In cases of atrial fibrillation occurring for longer than 48 hours, a transesophageal ECHO should be completed to evaluate atrial thrombus, and anticoagulation should be initiated prior to cardioversion [6, 8]. Vitamin K agonists, however, are teratogenic and therefore unfractionated or low molecular weight heparin should be used during the first trimester. During the third trimester, frequent laboratory testing is recommended to maintain appropriate levels of anticoagulation [8, 12].
3.1. “Why Should Emergency Physicians Be Aware of This?”
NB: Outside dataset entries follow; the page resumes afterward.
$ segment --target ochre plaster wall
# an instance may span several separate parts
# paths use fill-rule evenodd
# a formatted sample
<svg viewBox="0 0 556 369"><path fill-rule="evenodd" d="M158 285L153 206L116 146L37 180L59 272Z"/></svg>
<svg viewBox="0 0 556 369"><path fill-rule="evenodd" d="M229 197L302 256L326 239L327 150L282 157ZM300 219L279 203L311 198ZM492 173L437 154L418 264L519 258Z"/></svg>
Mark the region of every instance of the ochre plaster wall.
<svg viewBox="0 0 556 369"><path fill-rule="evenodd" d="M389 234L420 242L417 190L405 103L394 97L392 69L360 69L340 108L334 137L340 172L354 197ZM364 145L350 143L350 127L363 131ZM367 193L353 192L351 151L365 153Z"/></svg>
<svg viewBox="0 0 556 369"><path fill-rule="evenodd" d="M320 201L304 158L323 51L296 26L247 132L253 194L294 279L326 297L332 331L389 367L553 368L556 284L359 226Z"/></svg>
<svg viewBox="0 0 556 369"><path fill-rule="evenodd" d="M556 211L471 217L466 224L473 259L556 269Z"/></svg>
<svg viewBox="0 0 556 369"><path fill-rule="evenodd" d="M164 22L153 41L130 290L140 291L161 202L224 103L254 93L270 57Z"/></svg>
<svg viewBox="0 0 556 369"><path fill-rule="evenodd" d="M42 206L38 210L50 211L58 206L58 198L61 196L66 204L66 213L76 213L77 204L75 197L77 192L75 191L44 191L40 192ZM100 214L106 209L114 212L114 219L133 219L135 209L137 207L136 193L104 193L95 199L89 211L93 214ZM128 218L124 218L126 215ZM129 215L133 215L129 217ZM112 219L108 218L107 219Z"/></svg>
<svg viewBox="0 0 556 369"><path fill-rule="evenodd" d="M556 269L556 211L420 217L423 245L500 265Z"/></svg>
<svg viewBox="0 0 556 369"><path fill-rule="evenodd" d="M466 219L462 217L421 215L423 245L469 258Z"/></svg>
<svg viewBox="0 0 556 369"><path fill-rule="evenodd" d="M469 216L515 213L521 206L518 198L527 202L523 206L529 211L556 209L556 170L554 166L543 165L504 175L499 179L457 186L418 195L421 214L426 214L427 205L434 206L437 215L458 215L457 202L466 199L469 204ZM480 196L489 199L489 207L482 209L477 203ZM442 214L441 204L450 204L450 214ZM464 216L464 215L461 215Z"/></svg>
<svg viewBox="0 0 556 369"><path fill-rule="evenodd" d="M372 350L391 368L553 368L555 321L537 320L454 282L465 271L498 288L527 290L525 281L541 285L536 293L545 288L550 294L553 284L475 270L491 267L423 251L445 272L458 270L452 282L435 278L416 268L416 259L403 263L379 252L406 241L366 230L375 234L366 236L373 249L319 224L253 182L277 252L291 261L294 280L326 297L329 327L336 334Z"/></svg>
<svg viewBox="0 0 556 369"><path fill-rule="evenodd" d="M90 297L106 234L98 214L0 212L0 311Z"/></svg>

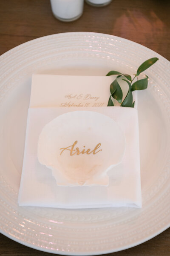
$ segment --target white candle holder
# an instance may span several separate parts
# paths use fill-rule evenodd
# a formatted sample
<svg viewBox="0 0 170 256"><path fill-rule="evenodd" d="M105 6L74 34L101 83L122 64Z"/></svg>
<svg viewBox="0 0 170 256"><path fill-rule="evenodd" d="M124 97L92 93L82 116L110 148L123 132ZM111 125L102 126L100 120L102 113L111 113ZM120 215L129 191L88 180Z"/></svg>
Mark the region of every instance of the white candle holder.
<svg viewBox="0 0 170 256"><path fill-rule="evenodd" d="M93 6L102 7L108 5L112 0L85 0L88 4Z"/></svg>
<svg viewBox="0 0 170 256"><path fill-rule="evenodd" d="M77 20L82 15L84 0L50 0L54 16L62 21Z"/></svg>

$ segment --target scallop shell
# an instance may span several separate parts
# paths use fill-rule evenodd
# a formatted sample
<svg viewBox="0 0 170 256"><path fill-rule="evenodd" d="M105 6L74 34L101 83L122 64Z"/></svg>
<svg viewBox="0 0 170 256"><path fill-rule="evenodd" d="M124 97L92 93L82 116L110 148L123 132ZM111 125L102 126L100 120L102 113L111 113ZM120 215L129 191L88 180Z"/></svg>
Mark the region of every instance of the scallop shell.
<svg viewBox="0 0 170 256"><path fill-rule="evenodd" d="M125 147L125 135L112 119L77 111L60 115L44 127L38 158L51 169L58 185L107 186L107 172L122 161Z"/></svg>

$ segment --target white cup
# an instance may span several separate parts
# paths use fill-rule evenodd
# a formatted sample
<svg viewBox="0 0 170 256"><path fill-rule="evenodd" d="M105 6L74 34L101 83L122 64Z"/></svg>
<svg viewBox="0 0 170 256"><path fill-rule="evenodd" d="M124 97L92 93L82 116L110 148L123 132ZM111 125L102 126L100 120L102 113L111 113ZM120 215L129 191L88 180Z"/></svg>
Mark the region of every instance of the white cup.
<svg viewBox="0 0 170 256"><path fill-rule="evenodd" d="M72 21L82 15L84 0L50 0L54 16L62 21Z"/></svg>
<svg viewBox="0 0 170 256"><path fill-rule="evenodd" d="M109 4L112 0L85 0L86 2L94 6L102 7Z"/></svg>

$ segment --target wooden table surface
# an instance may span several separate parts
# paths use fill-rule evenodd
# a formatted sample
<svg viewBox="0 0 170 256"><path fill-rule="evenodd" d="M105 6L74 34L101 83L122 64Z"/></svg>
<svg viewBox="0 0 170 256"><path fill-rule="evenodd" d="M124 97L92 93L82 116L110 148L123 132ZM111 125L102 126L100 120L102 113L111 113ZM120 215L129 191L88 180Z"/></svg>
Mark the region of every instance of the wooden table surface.
<svg viewBox="0 0 170 256"><path fill-rule="evenodd" d="M113 0L97 8L85 3L78 20L68 23L53 16L48 0L1 0L0 55L40 37L70 32L113 35L131 40L170 60L170 2L162 0ZM170 229L114 256L169 256ZM46 256L50 253L21 245L0 234L0 256Z"/></svg>

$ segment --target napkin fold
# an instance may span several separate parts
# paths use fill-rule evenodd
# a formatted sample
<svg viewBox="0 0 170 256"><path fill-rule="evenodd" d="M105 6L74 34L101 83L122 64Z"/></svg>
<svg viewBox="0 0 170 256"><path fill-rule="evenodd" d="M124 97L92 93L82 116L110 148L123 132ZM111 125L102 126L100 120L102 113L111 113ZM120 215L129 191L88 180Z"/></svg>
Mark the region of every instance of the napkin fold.
<svg viewBox="0 0 170 256"><path fill-rule="evenodd" d="M36 108L28 111L25 149L18 203L20 205L66 209L142 206L137 110L119 106L81 108L113 118L125 134L122 161L109 171L108 187L60 187L51 171L37 159L37 143L44 126L78 108ZM114 147L114 142L113 142Z"/></svg>
<svg viewBox="0 0 170 256"><path fill-rule="evenodd" d="M33 76L18 196L20 205L66 209L142 207L136 92L133 92L135 108L107 107L112 81L110 77ZM125 85L121 85L123 92L127 90ZM81 107L70 107L80 103ZM69 107L65 106L68 105ZM110 117L124 133L125 154L122 162L108 173L108 187L58 186L51 170L38 161L38 141L45 125L60 115L79 110Z"/></svg>

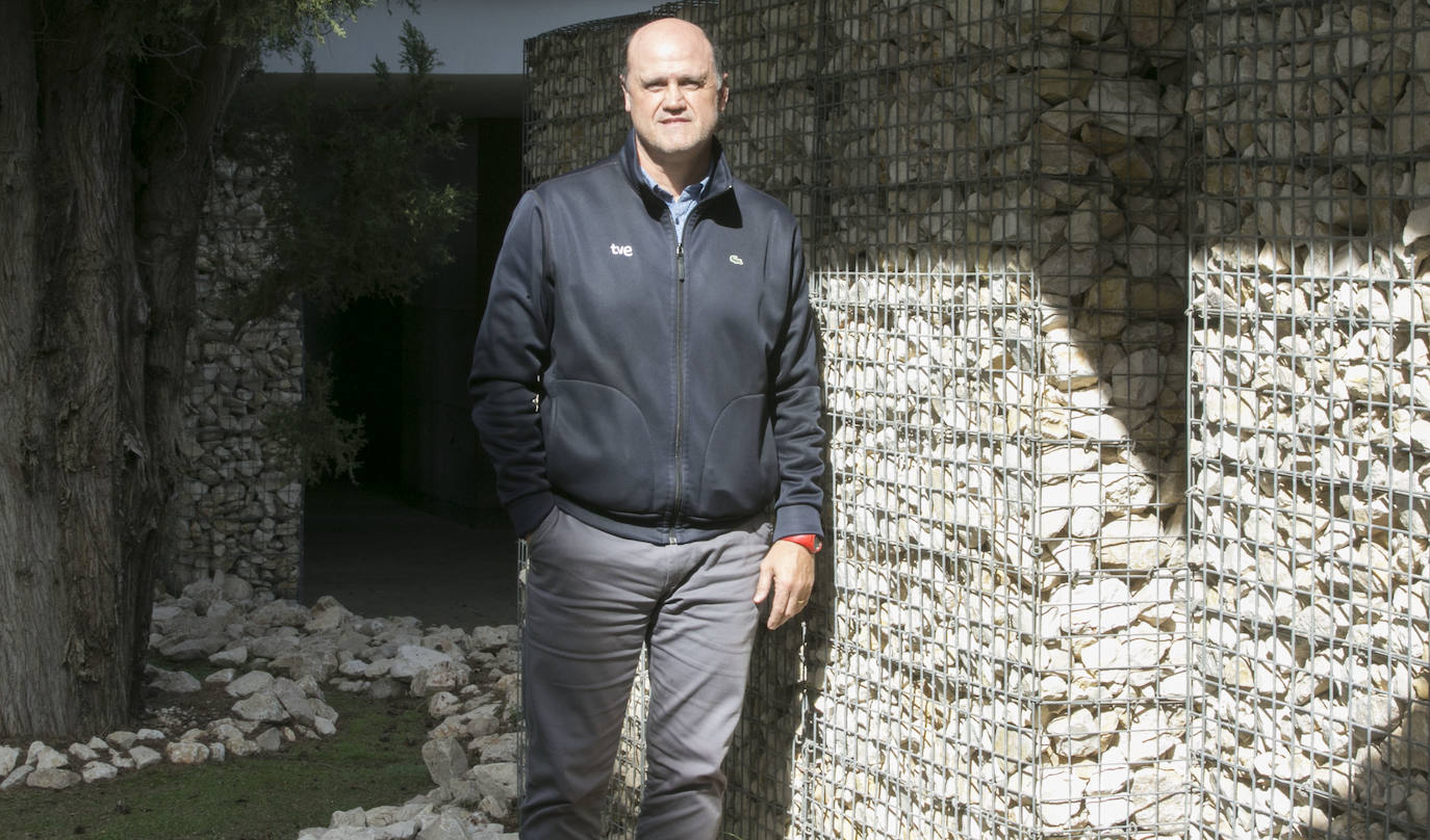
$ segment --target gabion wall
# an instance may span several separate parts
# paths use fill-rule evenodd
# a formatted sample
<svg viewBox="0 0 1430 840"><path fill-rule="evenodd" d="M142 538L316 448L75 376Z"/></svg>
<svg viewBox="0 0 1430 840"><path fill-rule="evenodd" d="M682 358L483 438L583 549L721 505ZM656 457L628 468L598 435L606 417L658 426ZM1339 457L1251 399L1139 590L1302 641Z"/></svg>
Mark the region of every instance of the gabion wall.
<svg viewBox="0 0 1430 840"><path fill-rule="evenodd" d="M1426 837L1430 4L1213 3L1191 43L1198 827Z"/></svg>
<svg viewBox="0 0 1430 840"><path fill-rule="evenodd" d="M303 484L280 457L263 416L302 399L299 313L256 321L237 336L223 311L230 284L269 259L262 173L220 160L199 236L199 319L189 340L184 479L174 501L179 563L170 586L239 577L256 591L297 596Z"/></svg>
<svg viewBox="0 0 1430 840"><path fill-rule="evenodd" d="M725 47L824 324L829 550L732 836L1423 831L1430 7L1333 7L658 10ZM528 41L529 180L619 144L635 23Z"/></svg>

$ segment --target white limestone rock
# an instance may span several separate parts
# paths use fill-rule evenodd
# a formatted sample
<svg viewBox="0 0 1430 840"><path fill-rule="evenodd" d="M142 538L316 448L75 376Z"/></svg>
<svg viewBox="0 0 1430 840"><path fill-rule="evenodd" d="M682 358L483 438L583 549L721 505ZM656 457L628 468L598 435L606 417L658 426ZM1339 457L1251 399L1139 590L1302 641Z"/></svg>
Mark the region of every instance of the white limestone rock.
<svg viewBox="0 0 1430 840"><path fill-rule="evenodd" d="M90 761L80 770L84 781L106 781L119 776L119 769L107 761Z"/></svg>
<svg viewBox="0 0 1430 840"><path fill-rule="evenodd" d="M267 671L249 671L232 680L223 690L230 697L249 697L257 691L267 690L270 686L273 686L273 674Z"/></svg>
<svg viewBox="0 0 1430 840"><path fill-rule="evenodd" d="M83 781L83 777L79 773L63 767L40 767L24 779L29 787L41 787L44 790L64 790L66 787L74 787L80 781Z"/></svg>
<svg viewBox="0 0 1430 840"><path fill-rule="evenodd" d="M450 787L469 769L466 750L456 739L439 737L422 744L422 761L438 787Z"/></svg>

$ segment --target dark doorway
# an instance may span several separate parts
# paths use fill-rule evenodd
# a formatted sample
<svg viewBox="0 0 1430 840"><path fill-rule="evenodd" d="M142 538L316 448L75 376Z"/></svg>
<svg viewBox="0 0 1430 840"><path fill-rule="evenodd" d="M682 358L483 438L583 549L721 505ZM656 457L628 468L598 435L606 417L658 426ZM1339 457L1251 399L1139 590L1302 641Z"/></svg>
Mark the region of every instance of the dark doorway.
<svg viewBox="0 0 1430 840"><path fill-rule="evenodd" d="M449 244L452 264L405 301L303 313L309 360L329 364L337 414L362 417L366 436L356 484L337 479L306 490L305 603L332 594L359 614L455 626L515 620L516 536L472 430L466 370L521 199L522 129L508 117L463 126L466 147L436 167L476 196Z"/></svg>

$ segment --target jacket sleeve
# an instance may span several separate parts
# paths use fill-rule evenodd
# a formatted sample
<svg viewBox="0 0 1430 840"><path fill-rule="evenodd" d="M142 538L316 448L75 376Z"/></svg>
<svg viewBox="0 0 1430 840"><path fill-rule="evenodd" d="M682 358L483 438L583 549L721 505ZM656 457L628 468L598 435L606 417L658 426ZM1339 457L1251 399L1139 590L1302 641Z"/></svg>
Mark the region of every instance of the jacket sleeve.
<svg viewBox="0 0 1430 840"><path fill-rule="evenodd" d="M774 539L818 534L824 539L824 427L818 333L809 306L799 230L794 229L788 260L788 310L775 349L774 430L779 454L779 496Z"/></svg>
<svg viewBox="0 0 1430 840"><path fill-rule="evenodd" d="M541 200L528 191L496 257L468 379L472 423L496 470L496 497L522 536L555 506L536 413L541 376L551 359L548 254Z"/></svg>

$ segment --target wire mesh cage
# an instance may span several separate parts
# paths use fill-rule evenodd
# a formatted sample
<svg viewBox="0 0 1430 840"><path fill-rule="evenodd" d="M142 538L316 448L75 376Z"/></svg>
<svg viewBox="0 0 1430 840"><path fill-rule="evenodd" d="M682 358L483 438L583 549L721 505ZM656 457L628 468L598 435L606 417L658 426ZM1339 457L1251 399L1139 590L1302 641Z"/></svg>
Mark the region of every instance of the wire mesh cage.
<svg viewBox="0 0 1430 840"><path fill-rule="evenodd" d="M232 574L297 597L303 483L266 424L303 396L297 307L235 331L230 297L272 259L260 194L269 173L220 159L202 217L197 321L189 336L182 474L174 493L176 589Z"/></svg>
<svg viewBox="0 0 1430 840"><path fill-rule="evenodd" d="M1205 837L1430 826L1430 7L1193 30L1193 734Z"/></svg>
<svg viewBox="0 0 1430 840"><path fill-rule="evenodd" d="M1427 824L1430 9L661 11L724 41L721 139L822 324L829 547L756 650L726 830Z"/></svg>

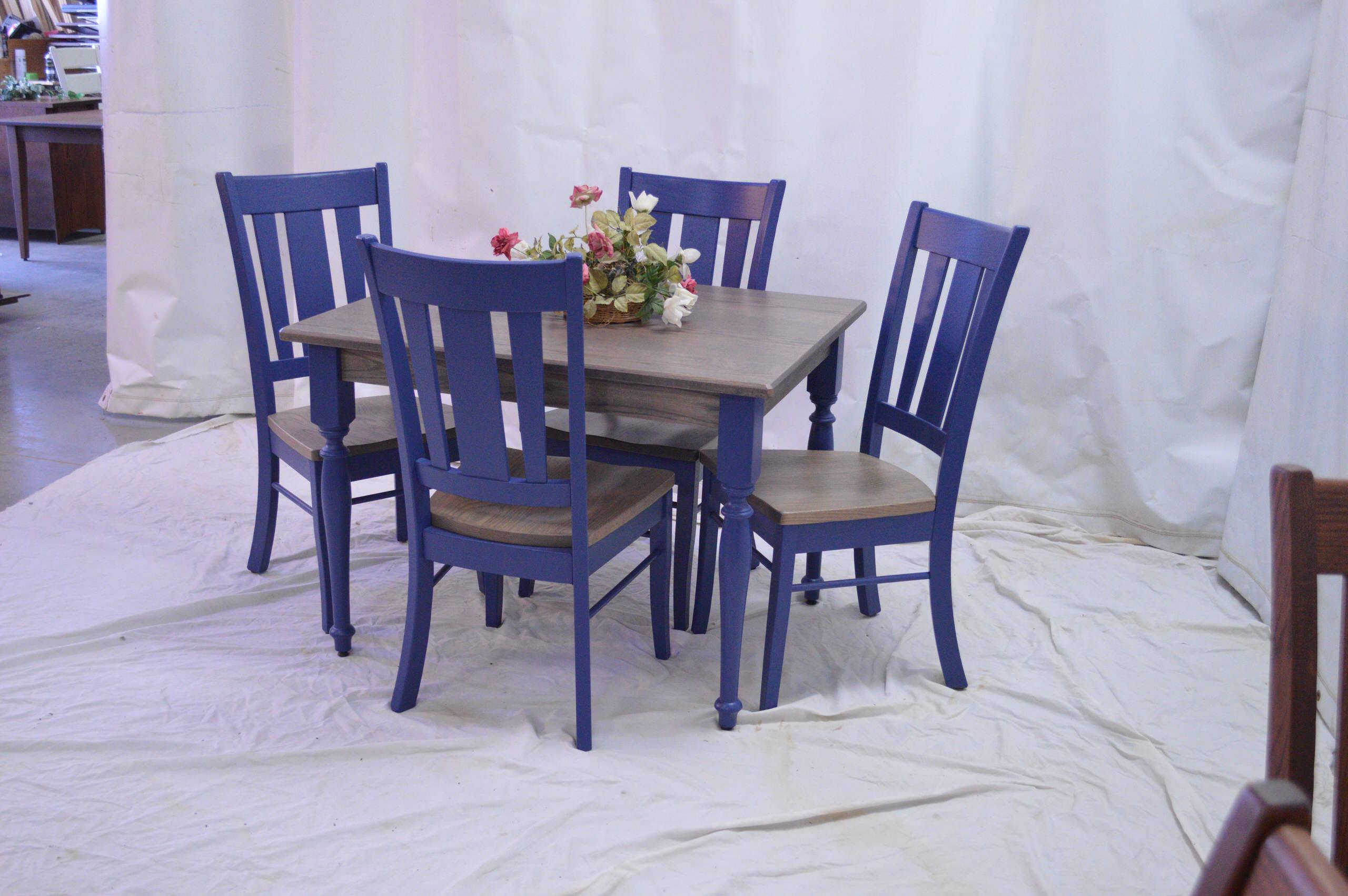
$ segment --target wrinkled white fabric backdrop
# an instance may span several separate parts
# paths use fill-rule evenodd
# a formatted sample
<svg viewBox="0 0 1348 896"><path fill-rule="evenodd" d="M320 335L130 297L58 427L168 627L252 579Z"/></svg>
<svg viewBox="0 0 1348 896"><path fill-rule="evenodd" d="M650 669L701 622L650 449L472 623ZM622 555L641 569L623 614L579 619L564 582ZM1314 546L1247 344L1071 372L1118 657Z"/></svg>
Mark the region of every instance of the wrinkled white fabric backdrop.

New-onset atrial fibrillation is rare in pregnancy but can increase the mortality and morbidity of the mother and fetus if not treated promptly. In the case of an unstable patient, cardioversion should be completed as quickly as possible. In a stable patient, effort should be made to determine the etiology of the arrhythmia, and treatment should follow accordingly. In the emergency department pharmacological intervention should be targeted toward rate control with Beta-blockers, calcium-channel blockers, or digoxin. In the case of our patient, management with diltiazem and digoxin was within European Society of Cardiology guidelines. Strict adherence to guidelines would have included beta-blocker as a first line medication. Once the rate is controlled, the provider should attempt to restore sinus rhythm chemically or electrically. In this case, the patient may require anticoagulation prior to cardioversion, with unfractionated or low molecular weight heparin. A high-risk obstetrician for the remainder of their pregnancy should follow these patients, and continued monitoring and treatment of her arrhythmia should be performed in conjunction with a cardiologist.
Conflict of Interests
The authors declare that there is no conflict of interests regarding the publication of this paper.